当艺术家和设计师比安卡·马卓丽于1935年获得了在当时看似异常理想的工作时，她的周薪为18美元，供职于迪士尼工作室知名的故事部门。当时，这个部门在短时间内负责制作了1938年的《白雪公主与七个小矮人》（Snow White and the Seven Dwarfs）以及1940年的《匹诺曹》（Pinocchio）。
在Little, Brown and Company出版的《动画皇后》（The Queens of Animation）一书中，作者纳沙利亚·霍尔特讲述了华特迪士尼动画公司初期的故事，并描述了在该部门首批（少数）女性雇员的生活和职业情况。诚然，迪士尼在20世纪20年代和30年代也有很多女性雇员，但其中的绝大多数都被下放到“油墨和着色”部门。在那里，她们费力地对每一帧画面进行最后的润色，从勾勒角色的轮廓一直到荧幕上呈现的所有色彩、花样，以及所谓的魔法。
When artist and designer Bianca Majolie landed what (on paper) seems like the dream job of a lifetime in 1935, she was paid $18 per week as a member of Walt Disney Studios’ illustrious story department—then the unit that would soon become responsible for 1938’s Snow White and the Seven Dwarfs and 1940’s Pinocchio.
By comparison, her male counterparts in the same role in the same department were making upwards of $75 per week.
While you might be picking your jaw off the floor similar to a certain animated, violet-hued genie, this is only the beginning of some of the disparities—and even atrocities—that Majolie and her female colleagues suffered at the onset of the so-called Golden Era of Hollywood but also the pioneering days of cinematic animation.
In The Queens of Animation (Little, Brown), author Nathalia Holt goes back to the earliest days of the Walt Disney Animation, tracing the lives and careers of the very first (and few) women who were hired to work in the story group. Certainly, there were many female employees at Disney in the 1920s and 1930s. But the vast majority of them were relegated to the “Ink and Paint” department, where they painstakingly put the finishing touches on each and every frame, from tracing the outlines of the characters to all of the color, flourishes, and frankly, magic that filled up the silver screen.
As denoted in the book’s subtitle (The Untold Story of the Women Who Transformed the World of Disney and Made Cinematic History), the influence of this group of animators is evident on the screen, brought to light through Holt’s interviews with a few remaining former employees still alive or passed along through their surviving friends and family.
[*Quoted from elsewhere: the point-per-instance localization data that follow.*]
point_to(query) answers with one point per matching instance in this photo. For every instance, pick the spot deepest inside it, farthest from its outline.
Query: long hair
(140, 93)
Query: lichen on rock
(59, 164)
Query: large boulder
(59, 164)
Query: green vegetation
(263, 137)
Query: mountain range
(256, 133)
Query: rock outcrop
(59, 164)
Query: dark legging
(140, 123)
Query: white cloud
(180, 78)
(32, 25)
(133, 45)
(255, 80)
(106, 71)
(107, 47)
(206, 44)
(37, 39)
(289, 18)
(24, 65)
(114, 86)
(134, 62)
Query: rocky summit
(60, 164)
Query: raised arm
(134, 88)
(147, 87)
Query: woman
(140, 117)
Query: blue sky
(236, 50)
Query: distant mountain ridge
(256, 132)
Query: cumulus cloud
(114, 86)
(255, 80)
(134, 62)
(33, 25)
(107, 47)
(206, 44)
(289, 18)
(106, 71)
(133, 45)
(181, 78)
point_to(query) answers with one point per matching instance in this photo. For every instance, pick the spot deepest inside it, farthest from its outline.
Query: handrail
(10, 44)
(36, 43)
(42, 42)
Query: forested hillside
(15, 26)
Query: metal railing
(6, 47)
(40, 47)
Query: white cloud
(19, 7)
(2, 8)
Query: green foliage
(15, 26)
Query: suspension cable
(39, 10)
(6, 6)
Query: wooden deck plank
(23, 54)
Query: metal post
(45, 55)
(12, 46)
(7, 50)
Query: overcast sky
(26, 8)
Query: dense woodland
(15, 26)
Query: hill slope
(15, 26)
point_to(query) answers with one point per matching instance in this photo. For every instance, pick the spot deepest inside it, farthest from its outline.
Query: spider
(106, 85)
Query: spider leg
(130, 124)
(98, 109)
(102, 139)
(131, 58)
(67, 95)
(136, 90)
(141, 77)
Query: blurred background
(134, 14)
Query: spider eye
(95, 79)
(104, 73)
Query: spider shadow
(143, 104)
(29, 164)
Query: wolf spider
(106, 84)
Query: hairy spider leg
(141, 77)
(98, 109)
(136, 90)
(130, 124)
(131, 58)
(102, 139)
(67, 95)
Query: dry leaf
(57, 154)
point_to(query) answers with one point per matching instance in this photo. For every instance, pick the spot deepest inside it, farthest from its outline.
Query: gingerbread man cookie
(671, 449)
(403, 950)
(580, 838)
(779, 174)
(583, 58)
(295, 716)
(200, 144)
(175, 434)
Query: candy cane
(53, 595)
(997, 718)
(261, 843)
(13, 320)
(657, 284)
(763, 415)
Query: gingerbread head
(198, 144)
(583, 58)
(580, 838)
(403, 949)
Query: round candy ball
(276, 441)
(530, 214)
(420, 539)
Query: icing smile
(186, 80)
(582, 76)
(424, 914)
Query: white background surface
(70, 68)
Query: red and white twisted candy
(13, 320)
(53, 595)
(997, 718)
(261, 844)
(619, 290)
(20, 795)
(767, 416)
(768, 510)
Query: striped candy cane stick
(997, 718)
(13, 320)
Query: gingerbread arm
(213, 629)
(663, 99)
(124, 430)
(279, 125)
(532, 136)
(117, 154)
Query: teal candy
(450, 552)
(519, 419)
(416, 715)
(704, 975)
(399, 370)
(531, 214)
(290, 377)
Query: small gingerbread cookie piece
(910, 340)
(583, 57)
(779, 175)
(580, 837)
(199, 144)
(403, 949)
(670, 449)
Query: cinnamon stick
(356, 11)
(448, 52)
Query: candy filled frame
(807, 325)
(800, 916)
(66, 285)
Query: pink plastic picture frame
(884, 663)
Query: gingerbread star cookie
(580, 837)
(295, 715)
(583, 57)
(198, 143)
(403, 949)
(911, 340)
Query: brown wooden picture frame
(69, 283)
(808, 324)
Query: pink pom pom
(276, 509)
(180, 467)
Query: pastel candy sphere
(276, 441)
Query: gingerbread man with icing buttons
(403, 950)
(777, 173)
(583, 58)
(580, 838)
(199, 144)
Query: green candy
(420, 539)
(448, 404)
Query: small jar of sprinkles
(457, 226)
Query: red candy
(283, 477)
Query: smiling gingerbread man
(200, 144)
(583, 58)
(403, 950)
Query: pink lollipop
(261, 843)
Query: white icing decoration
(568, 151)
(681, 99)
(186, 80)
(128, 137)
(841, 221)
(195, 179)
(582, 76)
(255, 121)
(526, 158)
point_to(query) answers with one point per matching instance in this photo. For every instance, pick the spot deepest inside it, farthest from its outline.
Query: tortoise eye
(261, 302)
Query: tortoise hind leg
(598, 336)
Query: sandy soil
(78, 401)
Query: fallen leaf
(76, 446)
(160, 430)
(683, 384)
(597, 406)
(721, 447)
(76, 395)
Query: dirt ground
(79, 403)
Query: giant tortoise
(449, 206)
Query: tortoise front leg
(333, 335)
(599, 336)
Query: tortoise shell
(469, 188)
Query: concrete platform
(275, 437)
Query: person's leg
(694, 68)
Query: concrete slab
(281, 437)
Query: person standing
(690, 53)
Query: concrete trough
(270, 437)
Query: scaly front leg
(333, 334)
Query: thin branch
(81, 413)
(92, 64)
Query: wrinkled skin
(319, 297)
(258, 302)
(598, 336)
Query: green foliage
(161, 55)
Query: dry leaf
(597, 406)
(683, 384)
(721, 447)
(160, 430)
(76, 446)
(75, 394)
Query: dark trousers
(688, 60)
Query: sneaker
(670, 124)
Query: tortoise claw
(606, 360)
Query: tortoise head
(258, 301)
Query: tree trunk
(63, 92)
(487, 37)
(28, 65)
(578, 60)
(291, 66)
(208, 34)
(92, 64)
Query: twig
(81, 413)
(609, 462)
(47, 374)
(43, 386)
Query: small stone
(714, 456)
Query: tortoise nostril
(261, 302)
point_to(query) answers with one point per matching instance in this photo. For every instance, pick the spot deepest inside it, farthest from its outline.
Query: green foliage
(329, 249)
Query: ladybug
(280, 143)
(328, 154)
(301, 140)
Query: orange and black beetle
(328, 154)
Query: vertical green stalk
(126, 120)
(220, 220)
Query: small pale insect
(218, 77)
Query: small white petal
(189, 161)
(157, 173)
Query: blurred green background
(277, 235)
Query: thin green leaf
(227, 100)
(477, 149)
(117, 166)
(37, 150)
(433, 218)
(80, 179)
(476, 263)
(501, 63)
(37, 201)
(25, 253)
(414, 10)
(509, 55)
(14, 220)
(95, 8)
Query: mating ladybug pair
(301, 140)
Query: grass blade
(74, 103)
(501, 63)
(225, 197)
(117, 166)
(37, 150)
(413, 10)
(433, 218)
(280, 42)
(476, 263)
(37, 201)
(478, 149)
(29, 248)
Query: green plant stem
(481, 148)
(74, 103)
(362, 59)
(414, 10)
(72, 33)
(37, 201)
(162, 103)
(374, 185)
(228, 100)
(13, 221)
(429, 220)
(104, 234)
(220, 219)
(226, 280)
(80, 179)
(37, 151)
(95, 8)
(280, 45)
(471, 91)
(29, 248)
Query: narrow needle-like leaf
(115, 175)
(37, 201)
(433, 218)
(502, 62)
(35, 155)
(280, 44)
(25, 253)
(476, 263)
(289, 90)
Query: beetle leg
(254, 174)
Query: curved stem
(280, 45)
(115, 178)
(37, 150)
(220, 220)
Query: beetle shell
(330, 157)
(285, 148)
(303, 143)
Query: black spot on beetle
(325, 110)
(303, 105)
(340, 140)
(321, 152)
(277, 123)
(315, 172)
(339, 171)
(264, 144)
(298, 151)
Their influence also survives on the page through sketches, drawings, and story ideas. It’s not hard to pinpoint the origin of Dumbo through Majolie’s charming and melancholy Elmer Elephant short films, and how her field trip to sketch the birth of a fawn at the San Diego Zoo immediately brings to mind the opening of Bambi.
But their artistic talents also preserved their feelings about the hostile workplace they entered each day as many of their male colleagues repeatedly harassed them in virtually every way imaginable. Animator Grace Huntington didn’t leave much to the imagination in one personal comic strip, depicting an obese mouse (you can guess who), creeping up on a woman at her desk, reaching over with his oversized hands with an dialogue bubble reading “I LUV YOU !” In the second cell, there is just an empty desk with a chair that has fallen over, and the ogre mouse is left dumbfounded as to what possibly he could have done wrong.
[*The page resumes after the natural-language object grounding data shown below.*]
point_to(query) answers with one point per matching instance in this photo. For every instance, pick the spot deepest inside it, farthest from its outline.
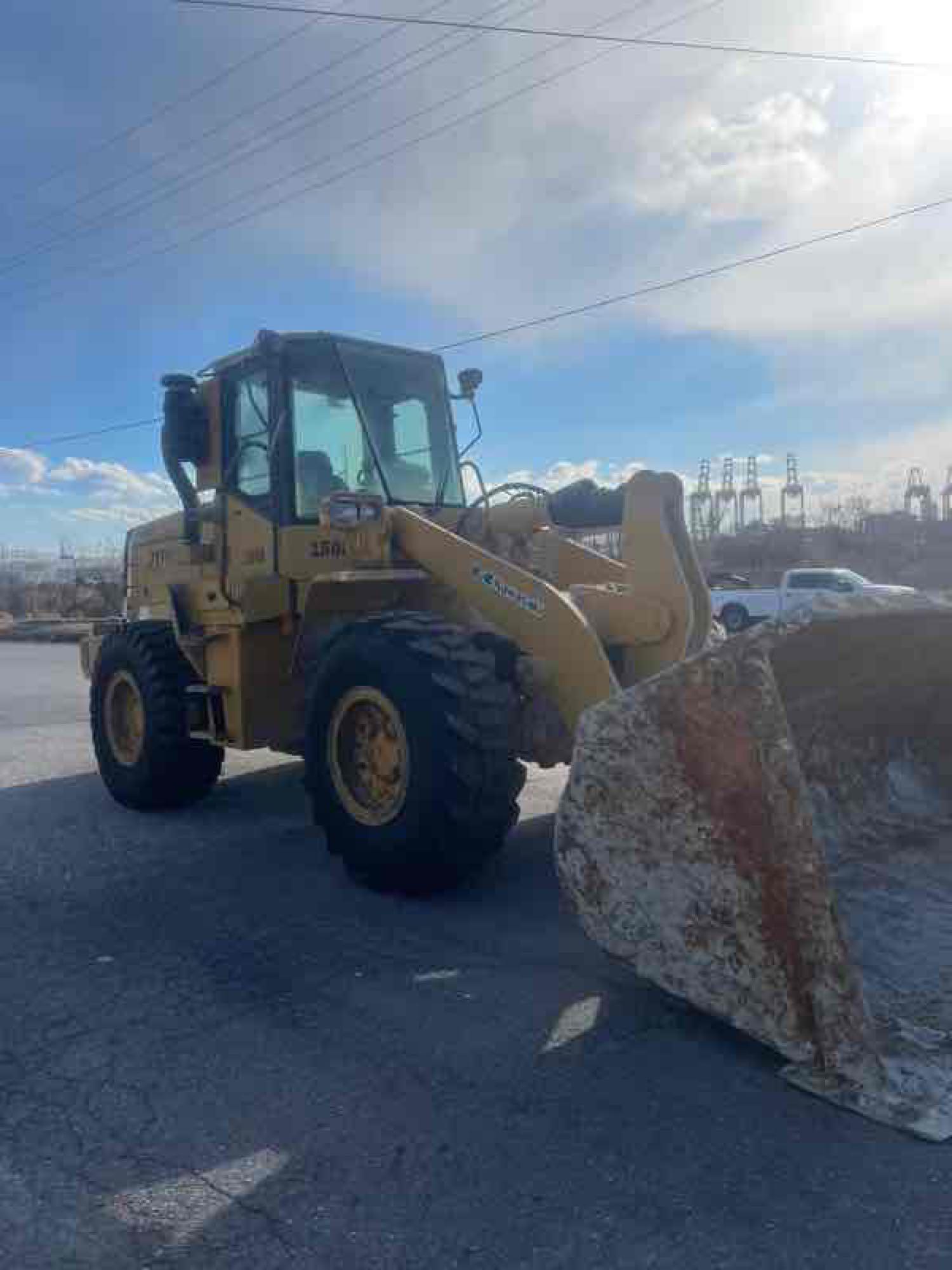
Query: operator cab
(309, 416)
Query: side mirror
(469, 383)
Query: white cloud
(110, 481)
(21, 468)
(120, 514)
(564, 473)
(752, 166)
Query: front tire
(411, 752)
(140, 727)
(736, 619)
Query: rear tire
(411, 755)
(140, 728)
(736, 619)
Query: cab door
(251, 530)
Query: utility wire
(247, 149)
(808, 55)
(190, 144)
(84, 436)
(166, 109)
(607, 302)
(714, 271)
(265, 187)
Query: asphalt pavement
(216, 1052)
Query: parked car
(739, 608)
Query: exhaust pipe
(766, 831)
(185, 440)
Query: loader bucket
(766, 831)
Holt’s dedication to telling these women’s stories after they’ve been lost—and nearly forgotten—for so long is palpable, narrating their personal histories as if the animators were characters themselves. Admittedly, Holt had her work cut out for her as, she acknowledges to her and our dismay, that many of the original subjects are no longer living, leaving her to piece together sketches, correspondence, and interviews with whomever could pass along what they heard first. And as we all know, second-hand information is the beginning of a game of Telephone, making it a bit hard as a reader to know when some of the dialogue presented actually happened or not.
But in most cases, regardless if the dialogue is word-for-word accurate or not, the theme is clear: the movies we consider classics now would not have turned out the way they did if it were not for the inclusion of women in the Disney story department, which actively discouraged women from even applying at all. (That goes for Walt Disney himself, too, although he did directly hire most of the women featured in Queens. It should also be noted that this all pertains to only white women. Diversity at the studio was nonexistent, and even the African American stars of the derogatory Song of the South were not invited to the premiere of the now-despised film.)
And if it weren’t for this book, their work might have gone ignored and overlooked forever—and sadly that will remain the case for many of the women in the Ink and Paint department. Hundreds of studio employees worked on the production of Snow White, and yet only 67 are listed on the opening credits when you watch the film today.